Ressalte-se que a Constituição não determina o que seja o mínimo existencial de forma explícita, deixando apenas margem para depreender que ele está imbutido nos seus princípios. Assim, o princípio da igualdade disposto no artigo 5º, caput, da CR/88, pretende fulminar com o desequilíbrio sócio-econômico, através da busca de um dos objetivos da República, qual seja erradicar a pobreza e a marginalização e reduzir as desigualdades sociais. Trata-se de uma proteção contra a pobreza absoluta, em defesa do mínimo existencial[10].


3 Notas sobre a reserva do possível e a escassez de recursos


A reserva do possível impõe limitações orçamentárias nos gastos com os direitos sociais, constituindo a maior justificativa para o Administrador Público eximir-se de fazer políticas públicas de proteção a estes direitos.


É verdade que os recursos são escassos, e que aos Poderes Executivo e Legislativo é que cabe a gestão financeira e orçamentária, no entanto é necessário impor limitações a reserva do possível para que não sirva apenas como um álibi para o gerenciador da coisa pública em sua resposta processual quando demandado judicialmente.

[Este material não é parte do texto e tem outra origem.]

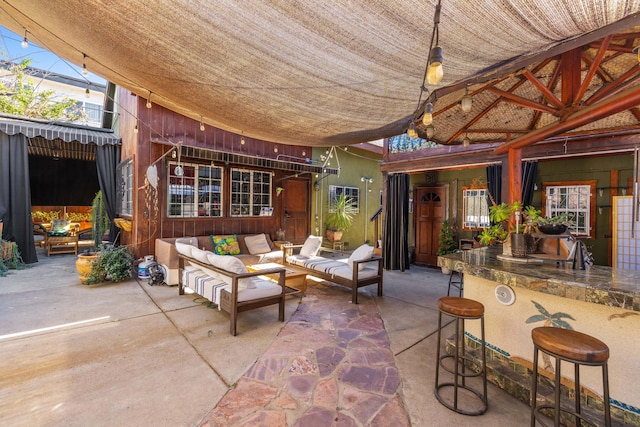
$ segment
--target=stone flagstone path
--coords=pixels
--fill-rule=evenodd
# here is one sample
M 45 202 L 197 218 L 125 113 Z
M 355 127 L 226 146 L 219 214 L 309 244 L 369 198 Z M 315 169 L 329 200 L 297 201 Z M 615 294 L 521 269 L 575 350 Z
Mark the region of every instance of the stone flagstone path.
M 202 427 L 410 426 L 376 303 L 312 285 L 271 347 Z M 297 303 L 290 299 L 289 304 Z

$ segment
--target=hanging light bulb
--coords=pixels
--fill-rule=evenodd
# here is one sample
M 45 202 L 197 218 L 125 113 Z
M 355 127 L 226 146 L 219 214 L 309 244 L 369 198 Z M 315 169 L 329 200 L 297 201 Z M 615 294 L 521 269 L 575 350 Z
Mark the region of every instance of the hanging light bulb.
M 84 91 L 84 97 L 91 98 L 91 91 L 89 90 L 89 87 Z
M 407 129 L 407 135 L 409 136 L 409 138 L 418 137 L 418 131 L 416 131 L 416 125 L 415 123 L 413 123 L 413 120 L 411 121 L 411 123 L 409 123 L 409 128 Z
M 138 125 L 136 124 L 136 126 L 133 128 L 133 133 L 138 133 Z
M 277 146 L 277 145 L 273 147 L 273 152 L 274 152 L 274 153 L 277 153 L 277 152 L 278 152 L 278 146 Z
M 82 54 L 82 74 L 85 76 L 89 74 L 89 70 L 87 70 L 87 55 Z
M 429 67 L 427 68 L 427 82 L 431 85 L 440 83 L 444 76 L 442 59 L 442 48 L 440 46 L 431 49 L 431 53 L 429 54 Z
M 147 98 L 147 108 L 151 108 L 151 91 L 149 91 L 149 97 Z
M 462 108 L 463 113 L 468 113 L 471 111 L 471 105 L 473 104 L 473 97 L 469 95 L 469 88 L 467 87 L 464 91 L 464 96 L 460 99 L 460 108 Z
M 204 123 L 202 122 L 202 116 L 200 116 L 200 130 L 204 132 Z
M 244 143 L 245 143 L 244 136 L 241 136 L 240 137 L 240 145 L 244 145 Z
M 21 46 L 23 49 L 26 49 L 29 47 L 29 40 L 27 40 L 27 29 L 24 29 L 24 38 L 22 39 L 22 43 Z
M 306 156 L 306 155 L 307 155 L 307 152 L 306 152 L 306 151 L 304 151 L 304 150 L 302 150 L 302 155 L 303 155 L 303 156 Z
M 469 135 L 465 134 L 464 139 L 462 140 L 462 146 L 464 148 L 469 148 L 469 144 L 471 144 L 471 140 L 469 139 Z
M 176 150 L 173 150 L 173 151 L 171 152 L 171 158 L 172 158 L 172 159 L 175 159 L 176 157 L 178 157 L 178 156 L 177 156 L 177 154 L 176 154 Z
M 640 46 L 636 46 L 633 48 L 633 53 L 638 55 L 638 62 L 640 62 Z
M 433 104 L 428 103 L 424 107 L 424 115 L 422 116 L 422 124 L 425 126 L 429 126 L 433 123 Z
M 427 138 L 431 139 L 435 133 L 436 128 L 434 128 L 433 125 L 427 126 Z

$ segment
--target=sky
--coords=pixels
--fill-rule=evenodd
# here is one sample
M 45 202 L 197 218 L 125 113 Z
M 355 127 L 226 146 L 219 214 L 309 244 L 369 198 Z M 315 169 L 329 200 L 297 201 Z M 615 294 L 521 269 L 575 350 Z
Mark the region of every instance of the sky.
M 29 36 L 33 35 L 28 34 L 27 40 L 29 40 Z M 82 74 L 82 67 L 78 67 L 49 52 L 45 48 L 38 46 L 35 40 L 29 40 L 29 47 L 26 49 L 23 48 L 21 45 L 23 39 L 24 34 L 18 35 L 0 26 L 0 59 L 12 62 L 31 59 L 30 66 L 33 68 L 39 68 L 74 78 L 87 78 L 93 83 L 106 84 L 106 81 L 102 77 L 91 72 L 84 76 Z

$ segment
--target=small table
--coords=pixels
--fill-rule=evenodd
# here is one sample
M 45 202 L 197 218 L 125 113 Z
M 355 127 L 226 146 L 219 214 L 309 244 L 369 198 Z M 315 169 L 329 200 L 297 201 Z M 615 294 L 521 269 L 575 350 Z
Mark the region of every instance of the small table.
M 47 256 L 51 254 L 76 254 L 78 255 L 78 235 L 74 236 L 47 236 Z
M 289 296 L 302 293 L 303 296 L 307 296 L 307 273 L 305 271 L 297 269 L 290 265 L 284 266 L 275 262 L 267 262 L 264 264 L 253 264 L 247 266 L 247 270 L 252 272 L 268 270 L 270 268 L 284 268 L 286 270 L 284 274 L 284 285 L 286 288 L 285 295 Z M 266 277 L 271 280 L 278 280 L 278 274 L 267 274 Z M 300 288 L 291 285 L 292 281 L 300 278 L 302 278 L 302 286 Z

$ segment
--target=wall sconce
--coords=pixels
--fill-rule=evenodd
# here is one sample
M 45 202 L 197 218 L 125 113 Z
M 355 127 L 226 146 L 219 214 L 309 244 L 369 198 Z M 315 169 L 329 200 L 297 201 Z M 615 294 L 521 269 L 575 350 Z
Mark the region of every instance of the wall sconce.
M 25 40 L 26 40 L 26 39 L 27 39 L 27 33 L 26 33 L 26 31 L 25 31 L 25 33 L 24 33 L 24 36 L 25 36 Z M 24 45 L 23 45 L 23 47 L 24 47 Z M 637 55 L 638 55 L 638 62 L 640 62 L 640 46 L 636 46 L 636 47 L 634 47 L 634 48 L 633 48 L 633 53 L 635 53 L 635 54 L 637 54 Z
M 20 43 L 23 49 L 29 47 L 29 40 L 27 40 L 27 29 L 24 29 L 24 38 L 22 39 L 22 43 Z
M 149 91 L 149 97 L 147 98 L 147 108 L 151 108 L 151 91 Z
M 433 125 L 429 125 L 427 126 L 427 138 L 429 138 L 429 140 L 431 140 L 431 138 L 433 137 L 433 135 L 435 135 L 436 133 L 436 128 L 433 127 Z
M 469 139 L 469 135 L 464 136 L 464 139 L 462 140 L 462 146 L 464 148 L 469 148 L 469 144 L 471 144 L 471 139 Z
M 413 123 L 413 119 L 411 120 L 411 123 L 409 123 L 409 128 L 407 129 L 407 135 L 409 136 L 409 138 L 418 137 L 418 131 L 416 130 L 415 123 Z
M 436 5 L 436 11 L 433 15 L 433 32 L 431 33 L 431 50 L 429 52 L 429 62 L 427 65 L 427 82 L 431 85 L 440 83 L 444 76 L 442 69 L 443 51 L 439 45 L 440 31 L 438 26 L 440 24 L 440 0 Z M 434 45 L 435 41 L 435 45 Z

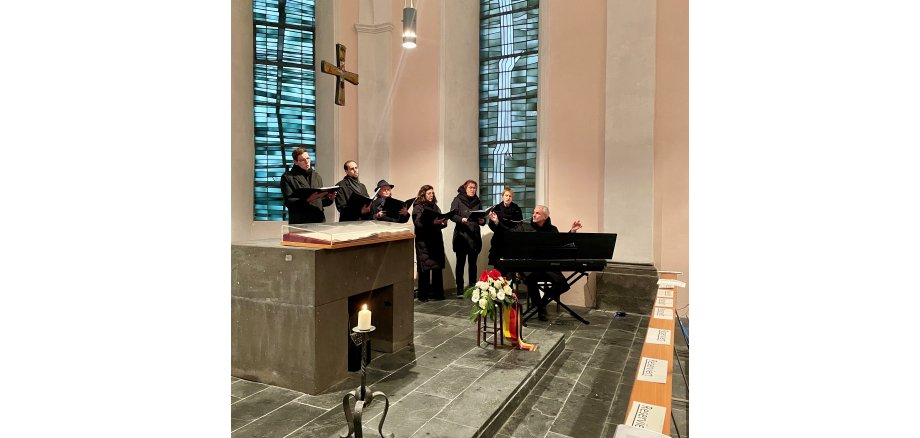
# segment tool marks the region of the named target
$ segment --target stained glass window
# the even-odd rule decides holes
[[[539,0],[482,0],[479,12],[479,196],[505,187],[527,218],[536,204]]]
[[[253,0],[255,220],[286,219],[279,181],[291,152],[316,160],[313,0]]]

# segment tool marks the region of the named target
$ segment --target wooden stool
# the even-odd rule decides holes
[[[492,348],[498,348],[499,342],[502,345],[505,345],[505,326],[503,315],[503,306],[502,304],[496,304],[495,306],[495,319],[492,320],[492,327],[489,327],[489,322],[487,317],[479,315],[476,317],[476,346],[482,345],[482,341],[485,341],[488,338],[488,335],[493,335],[492,337]],[[488,341],[487,341],[488,342]]]

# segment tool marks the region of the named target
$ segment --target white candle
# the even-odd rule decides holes
[[[358,330],[371,329],[371,311],[367,310],[367,304],[361,306],[358,311]]]

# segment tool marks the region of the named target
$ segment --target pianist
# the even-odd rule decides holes
[[[489,213],[489,220],[497,223],[498,216],[491,212]],[[581,229],[581,221],[575,219],[572,222],[572,227],[569,228],[570,233],[574,233]],[[553,225],[552,220],[549,218],[549,208],[545,205],[538,205],[533,209],[533,217],[530,220],[530,223],[521,223],[517,227],[511,229],[512,232],[536,232],[536,233],[558,233],[559,229]],[[535,272],[527,275],[527,296],[530,299],[531,303],[534,303],[537,306],[537,318],[540,321],[546,321],[546,302],[547,298],[540,298],[539,292],[537,292],[537,283],[539,282],[549,282],[551,284],[551,289],[545,291],[546,293],[552,293],[554,295],[561,295],[564,292],[569,290],[569,284],[565,281],[565,276],[562,275],[562,272],[559,271],[547,271],[547,272]]]

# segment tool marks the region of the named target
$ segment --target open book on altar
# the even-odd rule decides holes
[[[281,244],[310,248],[343,248],[415,237],[412,224],[355,221],[334,224],[282,225]]]

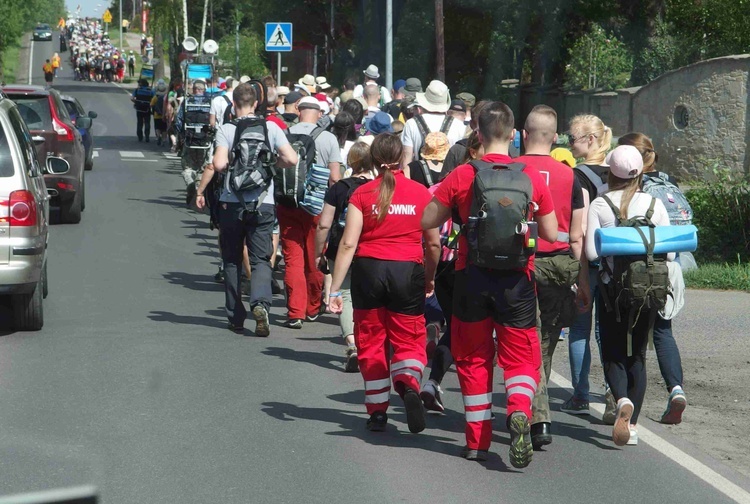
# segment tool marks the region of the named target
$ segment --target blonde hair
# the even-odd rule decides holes
[[[620,199],[620,217],[623,220],[628,218],[630,202],[633,200],[635,193],[640,190],[642,182],[643,173],[640,173],[636,178],[622,179],[612,175],[612,172],[609,172],[609,177],[607,178],[609,189],[607,192],[622,191],[622,198]]]
[[[593,114],[579,114],[573,117],[570,120],[570,130],[574,129],[579,130],[581,136],[593,135],[596,138],[595,146],[586,156],[586,164],[604,164],[612,144],[612,129]]]
[[[372,170],[370,146],[364,142],[354,142],[346,157],[346,164],[352,169],[352,176],[361,175]]]
[[[654,152],[654,144],[651,139],[643,133],[628,133],[617,140],[617,145],[632,145],[643,158],[643,172],[648,173],[655,171],[654,165],[659,157]]]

Com relação a gestão financeira e orçamentária dos fundos públicos, há que se abordar o  exame da legitimidade para efetivar as políticas públicas de proteção aos direitos sociais, pois estas dizem respeito ao gasto dos fundos públicos, o que em linha de princípio não cabe ao Judiciário. Em termos gerais, se alega que a este Poder não foi delegado pela sociedade quaisquer poderes para gerir a coisa pública, uma vez que seus membros não foram eleitos. No que tange a esta observação, Jean Carlos Dias emite um juízo critico. Em suas palavras:


 “Nos modernos sistemas eleitorais, a relação entre o eleitor e seu candidato tem pouca ou nenhuma importância na formulação de políticas. Está plenamente reconhecido que as políticas decorrem diretamente da organização de grupos capazes de cooptar os meios de comunicação e mobilizar grupos de influência que têm pouca ou nenhuma relação com o efetivo sistema de identificação de demandas sociais”[11]


O que pretende mostrar é que o modelo de democracia representativa muitas vezes é deturpado pelo cotidiano dos congressistas e do Executivo. E que a defesa deste protótipo não deve ser cega, nunca deverá ser argüida em detrimento da proteção dos direitos sociais. A representatividade[12] não deve ser uma ficção, razão pela qual o Judiciário, tem legitimidade constitucionalmente outorgada para agir em defesa daqueles direitos, conforme se depreende de seu artigo 5º, XXXV.


Enquanto alegação de defesa por parte do Estado, o referido princípio deve ser devidamente comprovado, devendo o gestor público mostrar o motivo pelo qual não há fundos nos cofres públicos, evidenciando quais gastos foram feitos. A escassez de recursos para executar uma política pública não implica dizer que são insuficientes para pelo menos começá-la, podendo mais tarde ser realizado estudo para a arrecadação de mais fundos. [13]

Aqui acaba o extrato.